Short of second parent adoption, how can a family protect the interests of the child vis-à-vis their non-legal parent?

There are a number of steps which can be taken, although none offer the security of a second parent adoption.

  1. Co-parenting agreement: A co-parenting agreement is an agreement setting out the parents’ expectations about each other’s roles and their plans in the event of separation, disability, or death. While these agreements may not always be given full effect by courts, which are bound to make custody and visitation decisions based on the child’s best interests, they are important indicators of what the couple believed was in the best interests of the child and may influence a court’s ultimate decision.

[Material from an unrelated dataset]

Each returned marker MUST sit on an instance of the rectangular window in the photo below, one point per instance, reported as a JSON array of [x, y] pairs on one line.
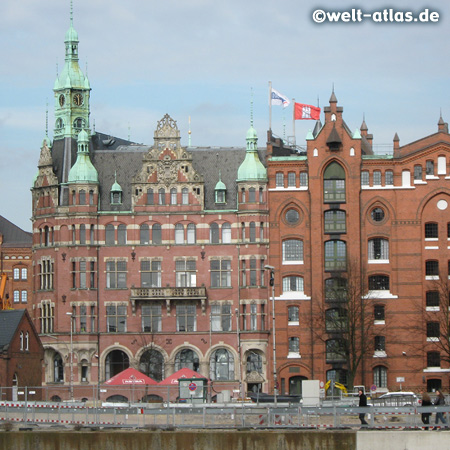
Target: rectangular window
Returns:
[[151, 318], [418, 173], [150, 273], [116, 319], [389, 178], [186, 318], [220, 273], [335, 221], [221, 317], [291, 179], [365, 178], [279, 179], [253, 316], [303, 179], [83, 319], [186, 273], [116, 274], [47, 317], [83, 275], [376, 178]]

  2. Co-guardianship: A legal parent may choose to name the non-legal parent as a co-guardian. This process allows the non-legal parent to make the same kinds of decisions for the child that a legal parent makes, including medical decisions (see NH RSA 463:10 (allowing appointment of appropriate persons, including “co-guardians may be appointed when in the best interests of the minor”), 12 (rights of guardian)). The best interest of the child standard controls appointments of guardians (NH RSA 463:8), and a guardian must file annual reports on the minor’s welfare (NH RSA 463:12). This status is not permanent and any person, including the legal parent, may petition to have a guardian removed (NH RSA 463:14-16).
  3. Wills: A legal parent may use their will to nominate a guardian to take custody of the child upon the parent’s death. These wishes are given strong preference by courts. However, if the child has another legal parent living, then that person will have priority over the nominated guardian.